Another post contains student testimony about contracting and recovering from COVID-19. The student, sophomore Ryan Murdock, has been vocal about his own battle with the illness on the “HERE’s the Why” page and in a Letter to the Editor.

Murdock said he shared his story so other students might understand that becoming ill with COVID-19 is a real possibility that should not be dismissed.

“I think so many people think, ‘oh we’re young, we’re immune, it doesn’t really affect us’ … which is just not true,” he said. “People think it couldn’t happen to them, but it does.”

Murdock said he experienced a 48-hour period of high fever and extreme fatigue after being contact traced to another student who had tested positive and moved into isolation. “I was feeling fine until I wasn’t and ended up in the emergency room with a high fever,” he said.

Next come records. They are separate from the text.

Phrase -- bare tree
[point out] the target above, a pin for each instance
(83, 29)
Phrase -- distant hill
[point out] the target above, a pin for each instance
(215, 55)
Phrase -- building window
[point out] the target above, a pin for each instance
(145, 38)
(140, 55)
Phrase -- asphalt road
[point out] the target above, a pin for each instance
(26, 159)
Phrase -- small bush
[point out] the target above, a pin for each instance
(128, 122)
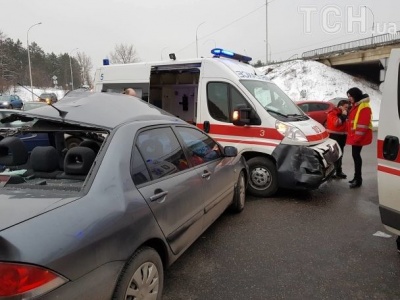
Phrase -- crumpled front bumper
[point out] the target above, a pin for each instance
(305, 167)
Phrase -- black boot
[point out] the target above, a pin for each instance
(356, 183)
(341, 175)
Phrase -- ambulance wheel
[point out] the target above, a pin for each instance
(239, 197)
(263, 181)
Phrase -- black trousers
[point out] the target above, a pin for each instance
(341, 140)
(356, 153)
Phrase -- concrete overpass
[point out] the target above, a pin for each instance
(364, 57)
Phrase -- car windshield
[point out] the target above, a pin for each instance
(4, 98)
(32, 105)
(273, 99)
(46, 95)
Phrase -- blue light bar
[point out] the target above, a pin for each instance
(229, 54)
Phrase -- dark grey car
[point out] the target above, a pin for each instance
(102, 220)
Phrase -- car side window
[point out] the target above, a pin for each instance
(312, 107)
(201, 147)
(161, 151)
(304, 107)
(324, 106)
(139, 171)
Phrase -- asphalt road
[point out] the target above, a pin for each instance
(297, 245)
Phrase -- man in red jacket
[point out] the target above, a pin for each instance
(336, 126)
(359, 130)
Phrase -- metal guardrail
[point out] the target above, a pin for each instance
(379, 40)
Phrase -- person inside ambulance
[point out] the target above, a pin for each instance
(359, 130)
(336, 125)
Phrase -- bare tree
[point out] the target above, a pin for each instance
(85, 63)
(124, 54)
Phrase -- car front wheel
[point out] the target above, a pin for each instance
(263, 181)
(142, 277)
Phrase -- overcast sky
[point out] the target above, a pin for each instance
(159, 27)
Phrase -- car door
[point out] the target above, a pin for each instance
(218, 176)
(172, 189)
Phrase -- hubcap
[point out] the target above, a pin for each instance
(260, 178)
(144, 283)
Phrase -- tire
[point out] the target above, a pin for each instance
(72, 142)
(263, 180)
(142, 277)
(239, 196)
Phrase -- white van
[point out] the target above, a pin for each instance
(388, 146)
(229, 99)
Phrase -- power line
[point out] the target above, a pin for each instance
(218, 30)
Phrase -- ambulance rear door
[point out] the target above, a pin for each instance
(388, 146)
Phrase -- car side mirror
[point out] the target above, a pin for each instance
(230, 151)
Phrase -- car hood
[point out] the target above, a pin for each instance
(17, 206)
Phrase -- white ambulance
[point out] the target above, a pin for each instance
(230, 100)
(388, 146)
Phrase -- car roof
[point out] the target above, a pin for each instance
(103, 110)
(313, 101)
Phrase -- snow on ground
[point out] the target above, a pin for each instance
(311, 80)
(26, 95)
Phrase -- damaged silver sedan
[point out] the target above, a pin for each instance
(104, 219)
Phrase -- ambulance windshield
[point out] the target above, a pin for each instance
(273, 99)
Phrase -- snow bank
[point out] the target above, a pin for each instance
(311, 80)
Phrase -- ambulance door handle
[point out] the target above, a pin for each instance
(390, 147)
(206, 126)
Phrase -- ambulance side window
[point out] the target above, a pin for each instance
(222, 98)
(218, 101)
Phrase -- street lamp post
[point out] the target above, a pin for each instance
(373, 21)
(163, 51)
(211, 40)
(70, 64)
(197, 44)
(29, 57)
(266, 31)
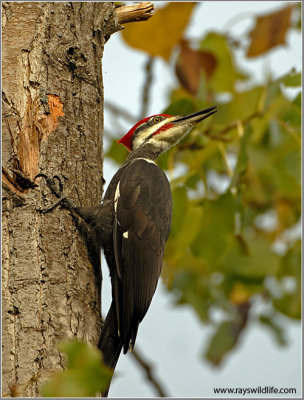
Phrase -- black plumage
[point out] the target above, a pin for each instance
(132, 225)
(141, 224)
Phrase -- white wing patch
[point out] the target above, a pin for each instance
(116, 197)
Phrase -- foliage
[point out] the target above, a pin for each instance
(85, 375)
(238, 198)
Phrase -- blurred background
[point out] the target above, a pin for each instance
(226, 312)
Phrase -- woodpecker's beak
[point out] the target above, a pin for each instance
(196, 117)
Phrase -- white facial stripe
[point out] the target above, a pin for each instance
(146, 159)
(172, 136)
(142, 136)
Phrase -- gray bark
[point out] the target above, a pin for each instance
(52, 123)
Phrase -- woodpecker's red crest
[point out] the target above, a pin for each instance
(162, 130)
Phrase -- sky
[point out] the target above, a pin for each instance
(171, 337)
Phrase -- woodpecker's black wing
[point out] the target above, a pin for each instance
(142, 220)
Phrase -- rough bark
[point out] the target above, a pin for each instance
(52, 123)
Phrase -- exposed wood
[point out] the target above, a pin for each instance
(53, 118)
(134, 12)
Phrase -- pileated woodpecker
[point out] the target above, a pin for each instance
(133, 224)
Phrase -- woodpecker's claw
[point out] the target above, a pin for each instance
(57, 191)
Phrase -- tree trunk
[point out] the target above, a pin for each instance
(52, 123)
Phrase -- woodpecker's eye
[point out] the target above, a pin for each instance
(156, 120)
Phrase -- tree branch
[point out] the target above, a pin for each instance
(134, 12)
(149, 374)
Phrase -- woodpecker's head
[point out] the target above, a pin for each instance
(162, 131)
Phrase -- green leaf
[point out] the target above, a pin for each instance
(227, 335)
(85, 375)
(162, 32)
(242, 159)
(292, 79)
(275, 328)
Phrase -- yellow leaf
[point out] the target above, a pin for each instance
(162, 32)
(269, 31)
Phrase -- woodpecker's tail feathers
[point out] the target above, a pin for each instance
(110, 343)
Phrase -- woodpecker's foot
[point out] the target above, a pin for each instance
(57, 189)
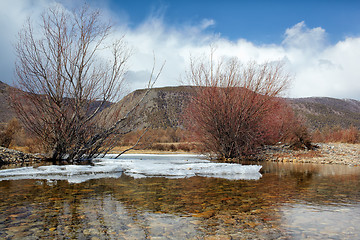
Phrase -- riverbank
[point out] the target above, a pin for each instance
(325, 153)
(10, 156)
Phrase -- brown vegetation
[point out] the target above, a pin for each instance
(235, 109)
(337, 134)
(65, 83)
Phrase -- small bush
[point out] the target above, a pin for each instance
(337, 134)
(7, 135)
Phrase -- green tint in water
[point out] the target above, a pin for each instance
(289, 201)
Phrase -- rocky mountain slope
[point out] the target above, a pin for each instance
(331, 112)
(6, 112)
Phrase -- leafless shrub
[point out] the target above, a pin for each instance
(231, 103)
(65, 82)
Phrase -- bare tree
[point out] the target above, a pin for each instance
(68, 71)
(231, 104)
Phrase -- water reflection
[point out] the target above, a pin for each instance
(290, 201)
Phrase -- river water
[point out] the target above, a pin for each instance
(283, 201)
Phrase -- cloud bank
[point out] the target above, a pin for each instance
(319, 68)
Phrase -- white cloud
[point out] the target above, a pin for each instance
(320, 68)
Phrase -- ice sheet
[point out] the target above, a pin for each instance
(137, 166)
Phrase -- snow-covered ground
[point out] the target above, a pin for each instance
(137, 166)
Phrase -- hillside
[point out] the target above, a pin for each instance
(322, 112)
(6, 112)
(162, 108)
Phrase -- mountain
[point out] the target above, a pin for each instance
(6, 112)
(162, 107)
(322, 111)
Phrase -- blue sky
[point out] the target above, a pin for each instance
(319, 41)
(257, 21)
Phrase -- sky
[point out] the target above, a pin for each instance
(319, 41)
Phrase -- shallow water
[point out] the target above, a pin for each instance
(289, 201)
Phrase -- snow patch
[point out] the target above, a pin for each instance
(137, 166)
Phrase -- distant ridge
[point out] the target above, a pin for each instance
(320, 112)
(6, 112)
(163, 107)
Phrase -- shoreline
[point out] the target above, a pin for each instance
(325, 153)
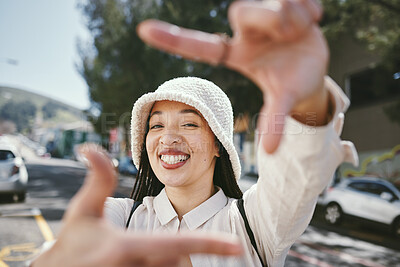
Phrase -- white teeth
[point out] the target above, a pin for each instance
(173, 159)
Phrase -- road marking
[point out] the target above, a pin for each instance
(30, 248)
(309, 259)
(342, 255)
(44, 228)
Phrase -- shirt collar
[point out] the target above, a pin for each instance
(163, 208)
(205, 210)
(194, 218)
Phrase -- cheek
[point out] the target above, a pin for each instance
(151, 144)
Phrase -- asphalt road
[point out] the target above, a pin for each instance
(25, 226)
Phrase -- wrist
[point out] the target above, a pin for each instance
(316, 110)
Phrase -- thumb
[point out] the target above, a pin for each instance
(271, 122)
(100, 183)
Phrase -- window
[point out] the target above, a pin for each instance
(378, 189)
(373, 85)
(359, 186)
(6, 154)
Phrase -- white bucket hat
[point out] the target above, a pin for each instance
(201, 94)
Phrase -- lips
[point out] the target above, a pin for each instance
(172, 159)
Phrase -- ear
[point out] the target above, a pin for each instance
(217, 148)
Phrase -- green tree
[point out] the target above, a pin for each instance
(376, 25)
(21, 113)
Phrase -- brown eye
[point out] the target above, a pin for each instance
(191, 125)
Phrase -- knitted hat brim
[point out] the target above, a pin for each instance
(140, 114)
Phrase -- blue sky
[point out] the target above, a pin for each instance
(42, 36)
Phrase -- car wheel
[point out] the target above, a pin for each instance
(396, 228)
(19, 197)
(333, 214)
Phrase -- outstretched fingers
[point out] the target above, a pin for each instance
(169, 248)
(191, 44)
(283, 20)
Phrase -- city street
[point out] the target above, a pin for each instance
(25, 226)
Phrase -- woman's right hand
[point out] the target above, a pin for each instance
(87, 239)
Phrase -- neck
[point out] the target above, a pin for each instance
(184, 200)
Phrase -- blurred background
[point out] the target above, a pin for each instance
(70, 72)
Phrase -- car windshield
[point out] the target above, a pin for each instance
(6, 154)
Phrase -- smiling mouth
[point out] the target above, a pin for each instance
(174, 159)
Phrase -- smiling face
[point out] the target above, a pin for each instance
(181, 146)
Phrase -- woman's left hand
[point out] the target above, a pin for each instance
(277, 44)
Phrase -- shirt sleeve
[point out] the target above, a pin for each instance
(280, 206)
(116, 211)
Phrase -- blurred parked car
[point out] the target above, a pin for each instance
(368, 198)
(13, 174)
(126, 166)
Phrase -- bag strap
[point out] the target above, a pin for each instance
(240, 205)
(134, 207)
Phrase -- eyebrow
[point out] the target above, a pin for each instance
(183, 111)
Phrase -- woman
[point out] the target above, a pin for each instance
(182, 135)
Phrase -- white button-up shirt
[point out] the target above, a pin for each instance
(279, 207)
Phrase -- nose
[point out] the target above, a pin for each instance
(170, 139)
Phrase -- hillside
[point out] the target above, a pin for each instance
(44, 110)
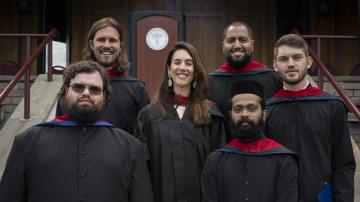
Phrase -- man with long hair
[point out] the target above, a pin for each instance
(76, 157)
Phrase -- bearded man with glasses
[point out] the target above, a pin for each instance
(76, 157)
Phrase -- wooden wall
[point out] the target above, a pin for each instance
(341, 19)
(14, 19)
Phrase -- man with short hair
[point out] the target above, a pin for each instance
(105, 45)
(251, 167)
(238, 47)
(313, 124)
(76, 157)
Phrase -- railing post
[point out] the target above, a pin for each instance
(27, 82)
(49, 67)
(319, 73)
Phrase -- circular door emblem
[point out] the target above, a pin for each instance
(157, 38)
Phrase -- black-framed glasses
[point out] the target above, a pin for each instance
(79, 88)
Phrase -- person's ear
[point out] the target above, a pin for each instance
(275, 65)
(252, 45)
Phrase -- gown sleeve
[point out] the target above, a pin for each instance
(208, 180)
(217, 133)
(343, 162)
(287, 184)
(140, 188)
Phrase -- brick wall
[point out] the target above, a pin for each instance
(13, 99)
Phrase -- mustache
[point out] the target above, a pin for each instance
(86, 98)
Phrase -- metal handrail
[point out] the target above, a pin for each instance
(25, 68)
(349, 103)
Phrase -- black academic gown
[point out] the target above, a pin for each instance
(220, 82)
(128, 97)
(177, 151)
(62, 161)
(313, 124)
(261, 171)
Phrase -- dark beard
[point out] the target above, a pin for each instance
(83, 114)
(238, 64)
(248, 133)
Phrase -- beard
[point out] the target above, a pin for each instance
(249, 132)
(84, 114)
(238, 63)
(302, 75)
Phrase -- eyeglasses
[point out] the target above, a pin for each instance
(79, 88)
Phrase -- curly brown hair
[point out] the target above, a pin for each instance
(123, 63)
(199, 105)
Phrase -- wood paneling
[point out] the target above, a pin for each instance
(14, 21)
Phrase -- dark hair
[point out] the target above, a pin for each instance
(88, 54)
(238, 24)
(86, 66)
(199, 105)
(292, 40)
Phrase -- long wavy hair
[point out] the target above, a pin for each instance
(123, 63)
(72, 70)
(198, 103)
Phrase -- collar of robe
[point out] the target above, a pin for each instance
(251, 66)
(307, 92)
(261, 145)
(178, 99)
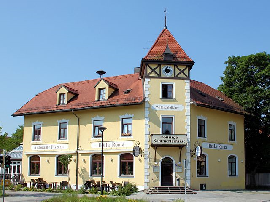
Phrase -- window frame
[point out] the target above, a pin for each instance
(205, 127)
(34, 124)
(101, 94)
(230, 164)
(206, 166)
(126, 124)
(35, 163)
(97, 118)
(161, 123)
(59, 130)
(62, 98)
(126, 162)
(229, 131)
(98, 162)
(62, 167)
(161, 90)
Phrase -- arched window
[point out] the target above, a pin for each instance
(232, 165)
(96, 165)
(126, 164)
(201, 166)
(34, 165)
(61, 169)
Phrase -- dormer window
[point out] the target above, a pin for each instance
(62, 98)
(102, 94)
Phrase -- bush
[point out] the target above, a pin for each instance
(82, 190)
(25, 189)
(18, 187)
(11, 187)
(126, 190)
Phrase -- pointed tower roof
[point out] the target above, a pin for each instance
(164, 43)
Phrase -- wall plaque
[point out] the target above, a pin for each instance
(167, 107)
(49, 147)
(207, 145)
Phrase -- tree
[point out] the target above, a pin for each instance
(8, 143)
(247, 81)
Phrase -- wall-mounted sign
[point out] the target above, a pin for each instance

Murdock said he wants other students to accept the fact that they have to make sacrifices in order to finish the semester on campus.

“I get it, I wish we could go to parties, too,” Murdock said. “I wish we could have a normal semester like last fall but it’s just not possible. We can’t keep doing what so many people are doing … we have a responsibility to be better than that. If you think it couldn’t be you … you’re wrong, nobody’s immune.”

Going forward, Young said she hopes “HERE’s the Why” will prompt students to think of the impact their actions have on others when making choices. 

“I know it’s so easy to fall into the temptations of being around your friends and drop your precautions a little bit,” Young said. “But remember every action you take has an impact on the people around, and it’s so important to be conscious of that right now.”

Mansour echoed Young’s call to consider the impact of individual choices on the community. 

“It’s about the community, it’s about the common good,” Mansour said. “So we want people to just remember that when they’re talking with friends about their hopes for the rest of the semester, when they’re deciding what to do on a Friday night, that their choice to sit on the quad without a mask could impact more people than they could even imagine.”